Debbie Wasserman Schultz holds gun control forum
US rep, doctors talk gun control in Pembroke Pines
U.S. Rep. Debbie Wasserman Schultz held a roundtable discussion Tuesday with gun control advocates and medical professionals in Pembroke Pines.
Last month, Wasserman Schultz met with South Florida police chiefs, mayors, and others to discuss ways to curb rising gun violence. She also met with gun owners at separate roundtable.
"Keeping children and Americans safe knows no party," said Wasserman Shultz.
On Tuesday, she met with doctors, a psychologist, a youth gang specialist, and others who support laws to limit the availability of guns.
"We are focused on the single issue of keeping guns out of the deranged, the criminal, and the irresponsible," said Sunrise Mayor Mike Ryan. "Together, we believe the momentum is there."
The National Rifle Association says additional gun laws won't prevent mass shootings like the one at Sandy Hook Elementary School in Connecticut.

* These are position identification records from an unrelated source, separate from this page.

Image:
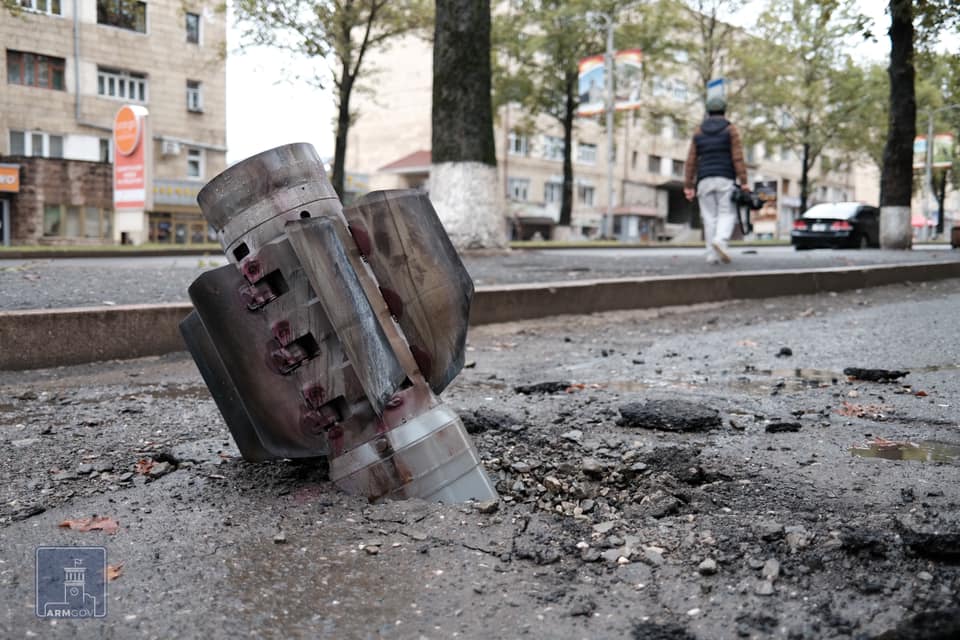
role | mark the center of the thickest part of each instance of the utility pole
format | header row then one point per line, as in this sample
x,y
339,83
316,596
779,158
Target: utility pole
x,y
606,228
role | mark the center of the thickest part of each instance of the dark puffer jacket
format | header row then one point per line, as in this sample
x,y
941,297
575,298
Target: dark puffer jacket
x,y
715,151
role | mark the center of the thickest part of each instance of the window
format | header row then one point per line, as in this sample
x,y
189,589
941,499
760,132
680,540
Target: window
x,y
35,70
552,192
194,96
60,220
193,28
661,87
194,163
518,188
653,164
585,194
122,85
35,143
51,7
125,14
680,90
517,144
552,148
586,153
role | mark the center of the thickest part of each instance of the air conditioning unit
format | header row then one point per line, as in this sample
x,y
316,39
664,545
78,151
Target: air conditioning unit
x,y
170,148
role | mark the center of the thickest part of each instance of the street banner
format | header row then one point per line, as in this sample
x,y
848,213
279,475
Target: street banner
x,y
943,144
627,80
767,192
131,159
10,178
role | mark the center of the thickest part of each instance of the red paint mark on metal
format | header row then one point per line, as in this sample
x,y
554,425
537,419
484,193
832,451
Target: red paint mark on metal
x,y
394,302
282,332
314,395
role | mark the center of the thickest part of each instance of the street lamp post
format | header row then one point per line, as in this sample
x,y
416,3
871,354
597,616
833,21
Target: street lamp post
x,y
608,60
928,177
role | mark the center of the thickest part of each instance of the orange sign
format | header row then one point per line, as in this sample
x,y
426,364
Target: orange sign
x,y
10,178
130,158
126,131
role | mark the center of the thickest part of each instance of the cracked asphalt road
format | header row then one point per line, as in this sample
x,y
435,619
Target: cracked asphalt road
x,y
605,529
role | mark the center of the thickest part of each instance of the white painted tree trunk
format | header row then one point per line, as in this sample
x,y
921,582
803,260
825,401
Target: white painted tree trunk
x,y
468,201
895,229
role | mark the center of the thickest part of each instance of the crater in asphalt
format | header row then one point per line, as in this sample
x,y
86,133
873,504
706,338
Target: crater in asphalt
x,y
923,451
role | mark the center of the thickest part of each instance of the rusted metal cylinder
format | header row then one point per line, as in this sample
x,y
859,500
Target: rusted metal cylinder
x,y
309,347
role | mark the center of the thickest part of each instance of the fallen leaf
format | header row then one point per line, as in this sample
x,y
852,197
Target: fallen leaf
x,y
876,411
114,571
143,466
100,523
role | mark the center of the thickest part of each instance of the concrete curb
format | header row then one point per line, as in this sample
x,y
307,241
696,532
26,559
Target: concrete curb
x,y
54,337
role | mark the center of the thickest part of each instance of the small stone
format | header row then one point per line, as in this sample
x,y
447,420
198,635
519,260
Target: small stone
x,y
611,555
487,506
654,555
708,567
771,569
591,467
764,588
604,527
782,427
552,484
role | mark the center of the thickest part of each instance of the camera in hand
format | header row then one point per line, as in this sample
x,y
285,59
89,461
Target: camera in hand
x,y
747,199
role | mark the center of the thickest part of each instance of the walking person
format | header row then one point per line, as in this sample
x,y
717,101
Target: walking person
x,y
714,161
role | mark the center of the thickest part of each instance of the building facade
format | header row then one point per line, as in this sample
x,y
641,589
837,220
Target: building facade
x,y
68,67
390,142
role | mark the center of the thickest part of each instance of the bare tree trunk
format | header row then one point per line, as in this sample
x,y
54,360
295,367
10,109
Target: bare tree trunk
x,y
566,202
463,177
941,191
805,177
343,127
896,182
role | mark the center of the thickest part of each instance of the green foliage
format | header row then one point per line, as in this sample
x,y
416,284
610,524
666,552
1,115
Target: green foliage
x,y
806,91
340,33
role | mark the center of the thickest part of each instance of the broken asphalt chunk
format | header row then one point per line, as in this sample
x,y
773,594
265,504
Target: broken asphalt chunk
x,y
874,375
669,415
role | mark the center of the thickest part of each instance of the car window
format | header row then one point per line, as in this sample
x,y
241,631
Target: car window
x,y
832,211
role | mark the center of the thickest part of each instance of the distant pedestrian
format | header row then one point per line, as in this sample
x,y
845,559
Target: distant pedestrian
x,y
714,161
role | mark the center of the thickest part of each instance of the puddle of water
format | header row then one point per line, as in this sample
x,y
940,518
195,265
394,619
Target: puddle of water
x,y
923,451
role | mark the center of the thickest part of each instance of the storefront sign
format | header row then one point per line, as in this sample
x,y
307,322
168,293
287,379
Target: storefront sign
x,y
131,146
10,178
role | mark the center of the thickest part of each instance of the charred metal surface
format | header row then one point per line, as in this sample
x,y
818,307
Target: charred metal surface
x,y
323,339
421,276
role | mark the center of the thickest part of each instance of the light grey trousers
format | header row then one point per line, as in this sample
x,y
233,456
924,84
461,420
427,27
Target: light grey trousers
x,y
717,213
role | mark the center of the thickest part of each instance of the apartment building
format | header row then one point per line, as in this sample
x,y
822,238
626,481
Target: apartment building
x,y
390,142
68,67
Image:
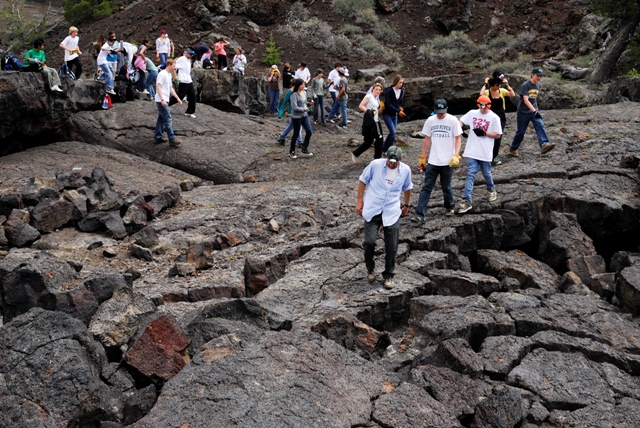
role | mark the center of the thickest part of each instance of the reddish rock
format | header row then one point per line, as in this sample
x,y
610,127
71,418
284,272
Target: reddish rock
x,y
160,352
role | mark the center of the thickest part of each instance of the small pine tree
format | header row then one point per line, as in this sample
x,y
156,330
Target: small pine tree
x,y
272,53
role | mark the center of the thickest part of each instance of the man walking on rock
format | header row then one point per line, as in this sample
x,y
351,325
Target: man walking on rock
x,y
164,92
384,180
528,112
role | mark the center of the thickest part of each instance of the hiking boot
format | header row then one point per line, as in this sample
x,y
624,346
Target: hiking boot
x,y
464,207
547,148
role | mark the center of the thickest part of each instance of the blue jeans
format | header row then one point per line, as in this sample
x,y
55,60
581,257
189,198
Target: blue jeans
x,y
391,236
523,120
430,175
108,75
164,124
297,124
343,111
151,82
274,98
392,124
334,107
163,59
289,128
472,169
318,105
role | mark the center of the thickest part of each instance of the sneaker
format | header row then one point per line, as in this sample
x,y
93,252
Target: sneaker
x,y
464,207
547,148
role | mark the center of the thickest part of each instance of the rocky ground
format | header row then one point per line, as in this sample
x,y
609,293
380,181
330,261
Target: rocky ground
x,y
222,283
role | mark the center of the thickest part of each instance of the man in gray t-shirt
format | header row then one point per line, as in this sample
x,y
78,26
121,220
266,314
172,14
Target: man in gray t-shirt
x,y
528,112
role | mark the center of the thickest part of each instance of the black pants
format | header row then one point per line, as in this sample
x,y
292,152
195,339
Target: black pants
x,y
222,62
376,140
189,90
76,61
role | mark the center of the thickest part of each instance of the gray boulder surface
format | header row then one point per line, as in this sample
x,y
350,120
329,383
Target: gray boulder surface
x,y
492,321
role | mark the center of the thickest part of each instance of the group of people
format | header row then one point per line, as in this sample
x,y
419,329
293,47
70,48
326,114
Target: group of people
x,y
384,187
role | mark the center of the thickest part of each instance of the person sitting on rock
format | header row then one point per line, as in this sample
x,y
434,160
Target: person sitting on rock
x,y
485,128
37,55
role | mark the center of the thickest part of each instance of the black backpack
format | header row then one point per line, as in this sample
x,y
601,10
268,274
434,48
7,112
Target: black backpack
x,y
11,62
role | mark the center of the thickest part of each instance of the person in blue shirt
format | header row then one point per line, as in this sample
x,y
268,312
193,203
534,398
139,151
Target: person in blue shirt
x,y
384,181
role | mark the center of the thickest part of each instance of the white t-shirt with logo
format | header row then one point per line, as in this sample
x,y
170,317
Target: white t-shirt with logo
x,y
183,68
443,133
481,148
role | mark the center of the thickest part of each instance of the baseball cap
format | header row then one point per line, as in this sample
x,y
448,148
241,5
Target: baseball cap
x,y
394,154
440,106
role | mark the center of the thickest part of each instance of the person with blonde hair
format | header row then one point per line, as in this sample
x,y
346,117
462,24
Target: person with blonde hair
x,y
72,52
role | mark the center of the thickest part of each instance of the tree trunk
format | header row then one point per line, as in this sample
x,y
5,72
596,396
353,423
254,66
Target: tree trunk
x,y
617,44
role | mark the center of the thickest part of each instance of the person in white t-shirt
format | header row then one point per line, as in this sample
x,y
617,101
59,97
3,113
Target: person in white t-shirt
x,y
164,92
371,129
484,128
442,140
185,83
72,52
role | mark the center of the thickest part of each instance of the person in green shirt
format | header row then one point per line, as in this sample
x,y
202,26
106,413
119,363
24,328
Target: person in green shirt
x,y
37,55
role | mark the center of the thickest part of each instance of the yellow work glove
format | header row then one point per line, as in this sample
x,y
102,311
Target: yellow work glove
x,y
455,160
422,163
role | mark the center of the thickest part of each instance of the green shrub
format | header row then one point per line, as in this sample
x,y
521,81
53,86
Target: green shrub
x,y
272,52
350,8
386,33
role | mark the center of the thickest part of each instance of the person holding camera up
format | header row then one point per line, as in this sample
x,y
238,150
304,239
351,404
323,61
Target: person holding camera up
x,y
493,89
528,112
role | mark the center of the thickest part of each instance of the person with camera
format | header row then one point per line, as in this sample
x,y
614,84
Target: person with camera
x,y
528,112
493,89
380,188
300,117
484,129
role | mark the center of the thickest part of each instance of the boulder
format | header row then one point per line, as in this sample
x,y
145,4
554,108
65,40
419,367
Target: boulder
x,y
316,370
51,367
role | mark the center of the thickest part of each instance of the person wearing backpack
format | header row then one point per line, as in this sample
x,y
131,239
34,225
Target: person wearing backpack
x,y
72,52
105,50
36,55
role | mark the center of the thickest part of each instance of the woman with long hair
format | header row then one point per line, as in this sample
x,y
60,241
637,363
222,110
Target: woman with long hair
x,y
493,89
300,118
393,99
371,129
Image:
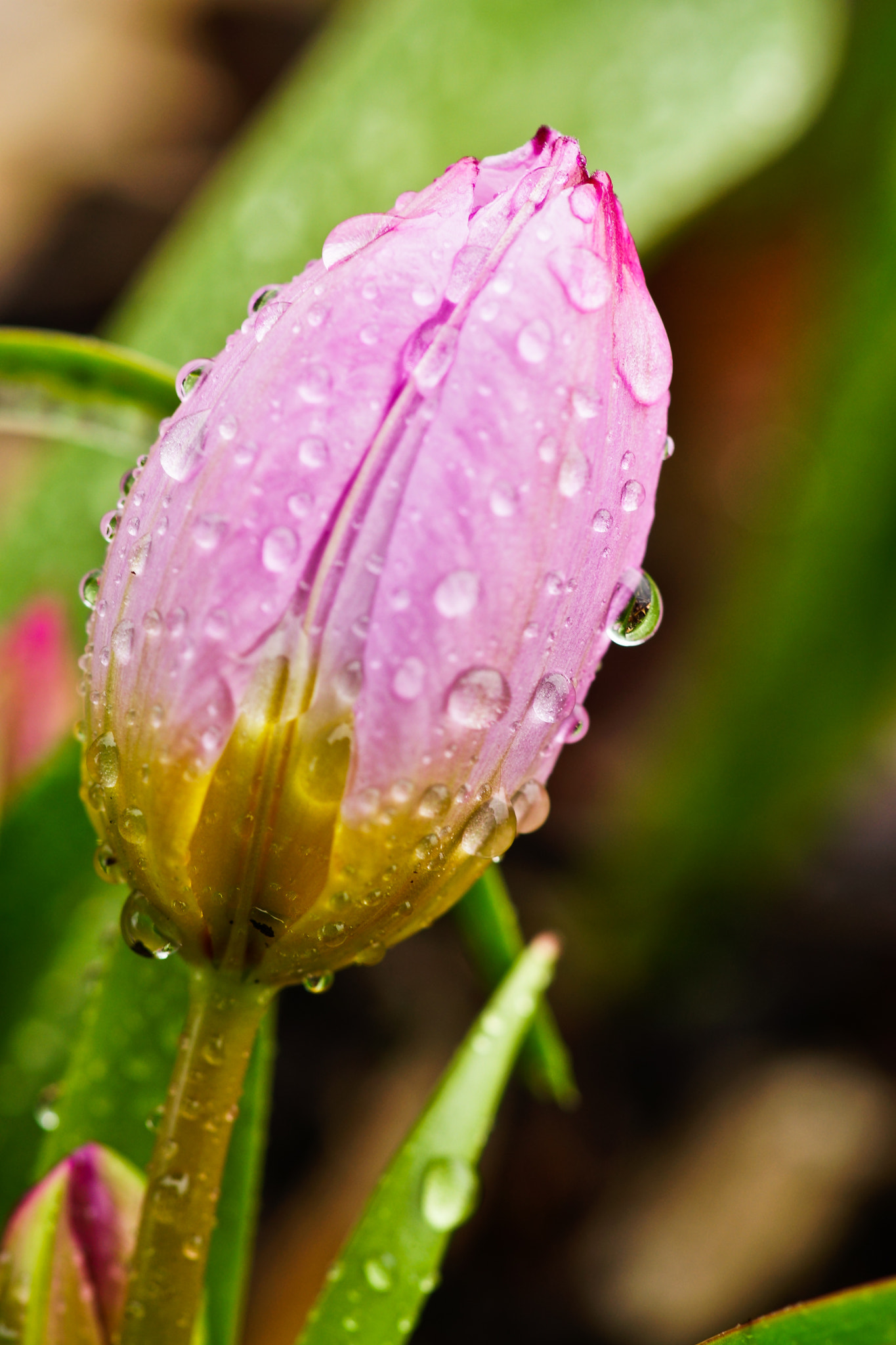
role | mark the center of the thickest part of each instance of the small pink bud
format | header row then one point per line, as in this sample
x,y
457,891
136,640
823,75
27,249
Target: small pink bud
x,y
37,688
362,585
65,1254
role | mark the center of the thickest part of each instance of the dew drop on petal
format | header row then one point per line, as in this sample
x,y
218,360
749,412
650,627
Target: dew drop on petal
x,y
448,1192
531,805
534,342
280,549
633,496
313,452
458,594
553,698
479,698
574,472
409,680
643,612
490,830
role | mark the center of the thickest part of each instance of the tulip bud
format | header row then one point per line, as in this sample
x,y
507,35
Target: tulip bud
x,y
37,689
64,1264
356,595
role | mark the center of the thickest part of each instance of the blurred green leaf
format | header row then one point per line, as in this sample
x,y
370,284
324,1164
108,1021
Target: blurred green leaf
x,y
390,1264
792,659
863,1315
677,102
492,931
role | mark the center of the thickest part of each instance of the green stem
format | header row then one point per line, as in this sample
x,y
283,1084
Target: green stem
x,y
188,1160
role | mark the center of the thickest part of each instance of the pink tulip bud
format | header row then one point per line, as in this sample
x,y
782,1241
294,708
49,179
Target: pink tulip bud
x,y
64,1262
358,594
37,689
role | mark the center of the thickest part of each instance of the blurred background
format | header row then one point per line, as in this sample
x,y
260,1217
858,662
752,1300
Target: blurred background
x,y
721,849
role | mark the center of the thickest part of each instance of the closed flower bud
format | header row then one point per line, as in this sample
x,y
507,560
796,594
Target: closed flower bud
x,y
64,1262
358,592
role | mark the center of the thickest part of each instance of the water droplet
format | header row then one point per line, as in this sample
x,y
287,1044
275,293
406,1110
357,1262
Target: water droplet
x,y
378,1273
436,802
190,376
352,234
531,805
214,1052
209,531
123,640
409,680
109,523
448,1192
313,452
132,824
89,588
146,930
576,725
458,594
314,384
585,277
643,612
182,449
263,298
574,472
553,698
319,982
584,201
479,698
102,761
280,549
534,342
490,830
633,496
217,626
503,500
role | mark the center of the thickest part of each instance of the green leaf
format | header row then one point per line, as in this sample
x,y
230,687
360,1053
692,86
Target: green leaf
x,y
863,1315
492,931
677,102
377,1289
233,1243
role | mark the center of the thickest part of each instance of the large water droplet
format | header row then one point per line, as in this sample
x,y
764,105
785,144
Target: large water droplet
x,y
313,452
409,678
531,805
182,449
633,496
146,930
354,234
280,549
314,384
574,472
490,830
458,594
553,698
585,277
534,342
643,612
190,376
89,588
102,761
448,1192
479,698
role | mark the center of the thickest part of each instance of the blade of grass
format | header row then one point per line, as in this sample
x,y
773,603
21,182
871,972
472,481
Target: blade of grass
x,y
490,929
377,1289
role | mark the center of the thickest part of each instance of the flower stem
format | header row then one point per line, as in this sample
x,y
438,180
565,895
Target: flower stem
x,y
186,1170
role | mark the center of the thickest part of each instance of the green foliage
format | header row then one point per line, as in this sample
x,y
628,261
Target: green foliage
x,y
492,931
677,102
390,1264
863,1315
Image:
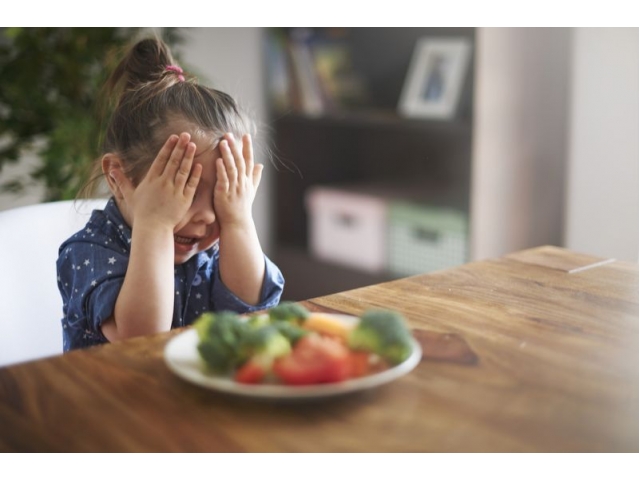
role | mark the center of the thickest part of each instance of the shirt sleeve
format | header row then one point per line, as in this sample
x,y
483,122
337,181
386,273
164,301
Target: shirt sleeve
x,y
272,286
90,278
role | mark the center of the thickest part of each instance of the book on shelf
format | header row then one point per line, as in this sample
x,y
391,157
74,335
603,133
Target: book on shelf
x,y
312,73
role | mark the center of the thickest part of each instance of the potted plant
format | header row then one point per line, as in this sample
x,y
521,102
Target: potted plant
x,y
50,101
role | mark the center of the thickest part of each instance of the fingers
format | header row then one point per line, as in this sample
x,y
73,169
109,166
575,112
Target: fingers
x,y
229,161
177,156
257,175
194,180
160,162
247,152
184,167
222,182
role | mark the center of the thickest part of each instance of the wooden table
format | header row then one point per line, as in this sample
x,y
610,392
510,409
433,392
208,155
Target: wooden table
x,y
534,352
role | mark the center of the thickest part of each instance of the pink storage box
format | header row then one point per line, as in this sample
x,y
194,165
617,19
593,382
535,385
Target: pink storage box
x,y
348,228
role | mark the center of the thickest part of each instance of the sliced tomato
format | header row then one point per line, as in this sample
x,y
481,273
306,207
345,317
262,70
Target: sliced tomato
x,y
314,359
250,372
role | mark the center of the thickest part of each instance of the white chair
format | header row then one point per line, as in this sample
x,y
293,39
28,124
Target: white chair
x,y
30,304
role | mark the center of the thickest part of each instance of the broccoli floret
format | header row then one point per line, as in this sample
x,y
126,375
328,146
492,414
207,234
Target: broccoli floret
x,y
290,312
220,335
382,332
290,331
265,341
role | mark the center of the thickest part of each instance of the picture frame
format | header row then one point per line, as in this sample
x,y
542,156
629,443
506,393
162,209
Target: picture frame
x,y
435,78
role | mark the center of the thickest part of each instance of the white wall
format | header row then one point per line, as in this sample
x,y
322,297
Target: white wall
x,y
519,151
602,194
229,59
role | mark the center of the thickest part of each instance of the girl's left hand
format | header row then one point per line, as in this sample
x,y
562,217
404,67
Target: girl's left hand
x,y
238,178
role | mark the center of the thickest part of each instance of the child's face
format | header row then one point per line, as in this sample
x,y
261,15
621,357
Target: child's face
x,y
199,230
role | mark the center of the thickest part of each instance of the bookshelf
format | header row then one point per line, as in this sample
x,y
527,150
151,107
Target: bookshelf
x,y
359,141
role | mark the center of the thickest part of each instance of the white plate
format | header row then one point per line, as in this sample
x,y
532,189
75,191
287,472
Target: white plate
x,y
182,358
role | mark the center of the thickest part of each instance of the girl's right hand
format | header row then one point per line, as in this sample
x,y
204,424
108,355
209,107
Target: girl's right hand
x,y
165,194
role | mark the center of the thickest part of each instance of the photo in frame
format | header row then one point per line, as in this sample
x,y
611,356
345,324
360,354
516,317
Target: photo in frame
x,y
435,78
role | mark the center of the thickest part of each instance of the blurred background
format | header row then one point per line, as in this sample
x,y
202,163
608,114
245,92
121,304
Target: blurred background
x,y
530,139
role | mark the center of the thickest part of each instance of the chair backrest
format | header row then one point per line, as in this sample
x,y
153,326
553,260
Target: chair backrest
x,y
30,303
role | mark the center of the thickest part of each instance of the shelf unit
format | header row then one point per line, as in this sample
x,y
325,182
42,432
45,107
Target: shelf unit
x,y
427,160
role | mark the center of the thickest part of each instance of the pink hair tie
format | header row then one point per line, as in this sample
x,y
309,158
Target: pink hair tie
x,y
176,69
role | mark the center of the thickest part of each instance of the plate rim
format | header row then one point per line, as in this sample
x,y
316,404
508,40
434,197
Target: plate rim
x,y
278,391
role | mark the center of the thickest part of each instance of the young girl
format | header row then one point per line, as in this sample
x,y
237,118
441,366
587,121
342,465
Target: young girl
x,y
177,237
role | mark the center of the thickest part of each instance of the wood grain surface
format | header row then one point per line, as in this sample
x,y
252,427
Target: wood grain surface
x,y
551,366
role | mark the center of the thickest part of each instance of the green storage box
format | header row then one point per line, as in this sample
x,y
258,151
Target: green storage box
x,y
425,238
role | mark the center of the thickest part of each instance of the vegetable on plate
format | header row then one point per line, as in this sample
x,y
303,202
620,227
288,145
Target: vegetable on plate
x,y
292,346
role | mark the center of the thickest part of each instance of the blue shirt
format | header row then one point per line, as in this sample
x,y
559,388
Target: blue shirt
x,y
91,268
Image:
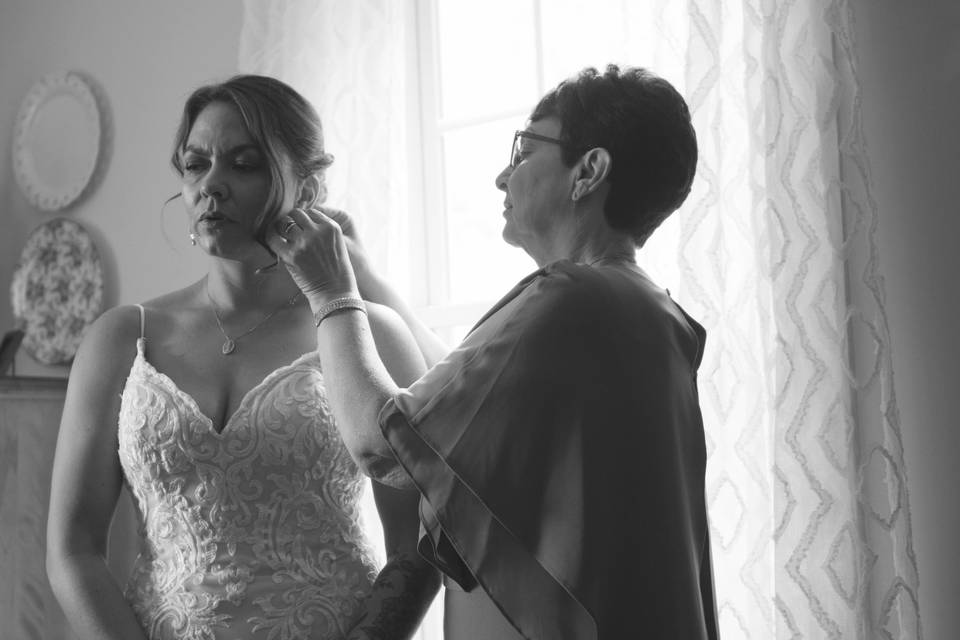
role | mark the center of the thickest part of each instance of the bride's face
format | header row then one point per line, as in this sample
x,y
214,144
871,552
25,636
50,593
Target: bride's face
x,y
226,184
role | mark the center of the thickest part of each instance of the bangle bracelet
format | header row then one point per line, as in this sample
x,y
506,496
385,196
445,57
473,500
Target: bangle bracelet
x,y
336,305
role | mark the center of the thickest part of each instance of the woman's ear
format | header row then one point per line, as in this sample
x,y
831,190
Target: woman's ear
x,y
592,170
308,192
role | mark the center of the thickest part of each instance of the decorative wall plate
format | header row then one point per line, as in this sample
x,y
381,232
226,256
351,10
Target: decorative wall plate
x,y
56,141
57,290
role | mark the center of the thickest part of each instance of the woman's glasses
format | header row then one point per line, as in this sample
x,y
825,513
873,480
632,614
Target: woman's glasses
x,y
517,138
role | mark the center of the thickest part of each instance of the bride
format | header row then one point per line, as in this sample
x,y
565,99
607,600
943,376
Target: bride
x,y
208,402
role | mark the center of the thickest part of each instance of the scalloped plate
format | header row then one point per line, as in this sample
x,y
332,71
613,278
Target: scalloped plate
x,y
57,290
56,141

"Gun laws work. I saw that for 25 years," said David Chipman, a retired agent of the Bureau of Alcohol, Tobacco, Firearms and Explosives. "Background checks work. In states that have background checks, there are 48 percent fewer suicides."
Last week, President Barack Obama visited the Chicago high school attended by 15-year-old Hadiya Pendleton, who was killed by gunfire last month after returning from taking part in inaugural activities in Washington.
Javier Machado with the Youth Gang Resource Center said gang members often use straw buyers to obtain firearms.
"These are not individuals who are going to gun shows to purchase, to go through the three-day wait period to purchase guns," he said.
Megan Hobson, who was injured in a drive-by shooting in April 2012, attended the president's State of the Union with Wasserman Schultz. Dr. Peter Antevy treated Hobson at Joe DiMaggio Children's Hospital.
"It's not a left or right issue. Like the mayor said, it's not a red or blue issue," said Antevy. "We are here because we want to save innocent lives," said Antevy.
"The majority of NRA members believe these are commonsense steps that should be taken," said Wasserman Schultz.
Polls show a majority of NRA members support universal background checks and limiting the number of rounds a magazine can hold.